At 16, Lee Ritenour played on his first recording session, with the Mamas & the Papas, and was given the nickname Captain Fingers for his dexterity. He was a studio musician in the 1970s, winning Guitar Player magazine’s Best Studio Guitarist award twice.
Throughout his career, Ritenour has experimented with different styles of music, incoprorating funk, pop, rock, blues, Brazilian, and classical music with jazz.
Ritenour’s solo career began with the album First Course (1976), which was a good example of the jazz-funk sound of the 1970s.
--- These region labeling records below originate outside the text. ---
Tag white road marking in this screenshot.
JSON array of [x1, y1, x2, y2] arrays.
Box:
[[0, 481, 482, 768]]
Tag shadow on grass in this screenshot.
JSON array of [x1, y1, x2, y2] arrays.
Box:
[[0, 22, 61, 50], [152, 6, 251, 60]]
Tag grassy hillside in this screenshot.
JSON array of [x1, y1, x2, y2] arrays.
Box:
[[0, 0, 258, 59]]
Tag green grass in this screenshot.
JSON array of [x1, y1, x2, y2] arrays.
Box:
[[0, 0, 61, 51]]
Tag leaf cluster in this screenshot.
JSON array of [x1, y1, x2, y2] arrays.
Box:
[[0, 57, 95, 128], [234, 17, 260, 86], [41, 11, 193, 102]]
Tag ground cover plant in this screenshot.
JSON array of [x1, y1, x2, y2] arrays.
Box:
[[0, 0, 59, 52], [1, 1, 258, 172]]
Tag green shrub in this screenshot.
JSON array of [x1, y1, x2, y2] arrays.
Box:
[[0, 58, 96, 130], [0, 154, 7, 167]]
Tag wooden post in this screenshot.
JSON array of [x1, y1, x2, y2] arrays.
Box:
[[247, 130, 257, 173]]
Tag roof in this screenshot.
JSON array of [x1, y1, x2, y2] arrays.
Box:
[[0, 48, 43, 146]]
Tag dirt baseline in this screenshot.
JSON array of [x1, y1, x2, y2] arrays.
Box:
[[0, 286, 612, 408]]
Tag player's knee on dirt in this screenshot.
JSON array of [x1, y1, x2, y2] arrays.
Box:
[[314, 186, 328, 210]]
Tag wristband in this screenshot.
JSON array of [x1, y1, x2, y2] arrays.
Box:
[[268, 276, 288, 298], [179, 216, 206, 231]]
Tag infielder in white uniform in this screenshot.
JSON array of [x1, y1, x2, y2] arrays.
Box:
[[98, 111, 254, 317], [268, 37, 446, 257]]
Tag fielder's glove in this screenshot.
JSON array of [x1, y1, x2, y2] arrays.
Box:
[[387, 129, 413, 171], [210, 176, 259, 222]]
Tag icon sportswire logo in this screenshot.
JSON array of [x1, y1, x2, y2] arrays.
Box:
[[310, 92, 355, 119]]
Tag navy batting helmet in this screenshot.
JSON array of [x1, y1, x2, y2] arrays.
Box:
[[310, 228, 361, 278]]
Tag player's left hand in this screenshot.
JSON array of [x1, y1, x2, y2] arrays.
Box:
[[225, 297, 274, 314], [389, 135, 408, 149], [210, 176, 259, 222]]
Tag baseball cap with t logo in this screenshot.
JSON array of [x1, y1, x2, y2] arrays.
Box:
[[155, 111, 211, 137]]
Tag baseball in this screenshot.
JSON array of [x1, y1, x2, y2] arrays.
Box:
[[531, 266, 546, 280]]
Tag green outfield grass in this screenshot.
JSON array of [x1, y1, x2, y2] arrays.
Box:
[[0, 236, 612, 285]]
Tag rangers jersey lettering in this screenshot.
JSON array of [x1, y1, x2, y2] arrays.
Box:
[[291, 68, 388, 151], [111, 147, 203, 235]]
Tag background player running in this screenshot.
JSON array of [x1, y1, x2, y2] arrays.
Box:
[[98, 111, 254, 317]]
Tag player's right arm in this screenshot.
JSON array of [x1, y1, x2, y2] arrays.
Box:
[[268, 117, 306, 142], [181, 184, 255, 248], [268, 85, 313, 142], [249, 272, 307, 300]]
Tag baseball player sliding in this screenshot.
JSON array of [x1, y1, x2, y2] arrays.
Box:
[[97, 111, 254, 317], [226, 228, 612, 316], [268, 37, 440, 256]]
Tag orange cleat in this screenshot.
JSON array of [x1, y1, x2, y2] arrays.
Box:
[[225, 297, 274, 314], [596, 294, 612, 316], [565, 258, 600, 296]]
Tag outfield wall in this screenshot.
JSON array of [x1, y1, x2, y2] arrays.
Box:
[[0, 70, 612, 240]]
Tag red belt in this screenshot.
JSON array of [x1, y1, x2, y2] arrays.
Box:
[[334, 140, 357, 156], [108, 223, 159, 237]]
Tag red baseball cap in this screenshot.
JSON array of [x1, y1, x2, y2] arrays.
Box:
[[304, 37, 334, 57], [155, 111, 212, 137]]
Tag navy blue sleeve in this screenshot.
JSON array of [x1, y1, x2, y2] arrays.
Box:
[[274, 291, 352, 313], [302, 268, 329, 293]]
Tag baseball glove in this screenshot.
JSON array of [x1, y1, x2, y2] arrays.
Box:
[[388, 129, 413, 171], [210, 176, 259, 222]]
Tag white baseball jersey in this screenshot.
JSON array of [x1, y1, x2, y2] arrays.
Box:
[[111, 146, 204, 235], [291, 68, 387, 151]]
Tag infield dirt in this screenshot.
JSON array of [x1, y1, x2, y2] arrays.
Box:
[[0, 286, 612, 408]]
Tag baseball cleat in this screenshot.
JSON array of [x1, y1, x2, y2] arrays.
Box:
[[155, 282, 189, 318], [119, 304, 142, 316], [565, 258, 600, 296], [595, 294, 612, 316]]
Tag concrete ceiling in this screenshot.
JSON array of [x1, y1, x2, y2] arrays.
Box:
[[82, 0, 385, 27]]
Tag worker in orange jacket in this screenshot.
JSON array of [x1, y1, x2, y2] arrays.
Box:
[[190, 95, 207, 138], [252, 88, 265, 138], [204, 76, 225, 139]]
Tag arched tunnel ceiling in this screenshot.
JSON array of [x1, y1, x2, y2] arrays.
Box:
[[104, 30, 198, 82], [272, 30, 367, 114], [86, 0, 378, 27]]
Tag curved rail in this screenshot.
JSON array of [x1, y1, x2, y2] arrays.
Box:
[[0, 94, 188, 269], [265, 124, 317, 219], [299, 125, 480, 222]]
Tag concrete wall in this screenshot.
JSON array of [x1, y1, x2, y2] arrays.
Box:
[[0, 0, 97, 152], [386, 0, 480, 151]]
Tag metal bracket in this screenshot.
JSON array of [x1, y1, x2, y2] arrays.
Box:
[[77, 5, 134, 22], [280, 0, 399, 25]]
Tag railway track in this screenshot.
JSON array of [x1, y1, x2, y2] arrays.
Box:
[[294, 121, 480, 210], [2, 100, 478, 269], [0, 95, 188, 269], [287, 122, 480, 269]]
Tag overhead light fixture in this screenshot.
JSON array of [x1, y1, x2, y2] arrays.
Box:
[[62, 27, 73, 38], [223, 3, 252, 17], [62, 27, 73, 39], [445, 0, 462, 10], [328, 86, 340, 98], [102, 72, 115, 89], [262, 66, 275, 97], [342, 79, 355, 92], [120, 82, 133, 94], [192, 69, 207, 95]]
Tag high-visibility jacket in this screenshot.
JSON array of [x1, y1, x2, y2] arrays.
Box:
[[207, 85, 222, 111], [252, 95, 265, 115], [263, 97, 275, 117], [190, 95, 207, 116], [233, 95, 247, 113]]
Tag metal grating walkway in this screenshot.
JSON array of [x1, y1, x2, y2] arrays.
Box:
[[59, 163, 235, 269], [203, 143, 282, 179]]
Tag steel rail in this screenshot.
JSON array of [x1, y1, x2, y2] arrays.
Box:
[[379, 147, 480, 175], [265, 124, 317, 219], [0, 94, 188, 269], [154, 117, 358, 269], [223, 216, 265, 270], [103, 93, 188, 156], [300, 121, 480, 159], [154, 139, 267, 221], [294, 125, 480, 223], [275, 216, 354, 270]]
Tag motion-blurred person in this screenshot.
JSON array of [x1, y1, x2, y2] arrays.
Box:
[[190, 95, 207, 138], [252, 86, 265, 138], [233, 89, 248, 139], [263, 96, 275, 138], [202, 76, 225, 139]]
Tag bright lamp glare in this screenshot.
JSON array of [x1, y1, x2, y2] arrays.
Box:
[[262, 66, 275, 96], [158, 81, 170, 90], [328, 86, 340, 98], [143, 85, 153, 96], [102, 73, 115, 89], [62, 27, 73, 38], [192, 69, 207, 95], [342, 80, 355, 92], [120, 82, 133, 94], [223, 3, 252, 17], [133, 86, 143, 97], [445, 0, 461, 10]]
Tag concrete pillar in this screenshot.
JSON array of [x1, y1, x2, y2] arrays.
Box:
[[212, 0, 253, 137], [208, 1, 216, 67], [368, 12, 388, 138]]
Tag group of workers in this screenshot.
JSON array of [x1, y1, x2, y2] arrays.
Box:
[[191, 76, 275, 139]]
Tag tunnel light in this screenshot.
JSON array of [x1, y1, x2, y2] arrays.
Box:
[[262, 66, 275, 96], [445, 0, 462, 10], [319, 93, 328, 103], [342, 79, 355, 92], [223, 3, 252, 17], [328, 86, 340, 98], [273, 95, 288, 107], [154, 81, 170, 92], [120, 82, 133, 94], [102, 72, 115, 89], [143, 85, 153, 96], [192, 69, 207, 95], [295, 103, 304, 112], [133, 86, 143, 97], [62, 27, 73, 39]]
That was followed by Captain Fingers, The Captain’s Journey (1978), and Feel the Night (1979)
In 1979, Ritenour “was brought in to beef up one of Pink Floyd’s The Wall ‘ heaviest rock numbers, “Run Like Hell”. He also played “uncredited rhythm guitar” on “One of My Turns”.
As the 1980s began, Ritenour began to add stronger elements of pop to his music, beginning with Rit in 1981. For this, he kept with his distorted sound, now using his Ibanez LR-10 signature model guitar. The song “Is It You”, with vocals by Eric Tagg reached No. 15 on the Billboard pop chart and No. 27 on the soul chart. The track also peaked at number fifteen on Hot Adult Contemporary chart. He continued with the pop-oriented music for Rit/2 (1982) and Banded Together (1984), while releasing a slick, yet more crossover-styled, Direct-Disk instrumental album in 1983 called On the Line. He also provided rhythm guitar on Tom Browne’s hit, Funkin’ for Jamaica.
In 1985, he recorded his first album for GRP Records with Dave Grusin, entitled Harlequin, featuring Ritenour primarily on classical guitar, with Brazilian singer Ivan Lins.
On Earth Run (1986) he used nine different guitars, most notably the SynthAxe, his Valley Arts guitar, and his Gibson Chet Atkins acoustic. The album also featured long-time collaborator Phil Perry for the first time, on the track “If I’m Dreaming, Don’t Wake Me”, a song also featuring David Foster and Maurice White who played wicked good (prove it?) on the recording.
Ritenour continued in a direction strongly featuring other artists in 1987, with Portrait. The album itself has something of a strong smooth-jazz sound, and Ritenour can be heard here playing with The Yellowjackets, Djavan, and Kenny G.
In 1988, his smooth jazz-influenced Brazilian music came to the forefront with Festival – another album strongly featuring his work on nylon-string acoustic guitars. The following album, Color Rit, continued with a similar mood. He did however, change direction completely again with his straight-ahead jazz album Stolen Moments. Sounding similar to Wes Montgomery, Ritenour played alongside long-time collaborator, saxophonist Ernie Watts, pianist Alan Broadbent, bassist John Patitucci (playing only acoustic) and drummer Harvey Mason. During that same year, he performed and composed the theme song of the Canadian TV series Ramona.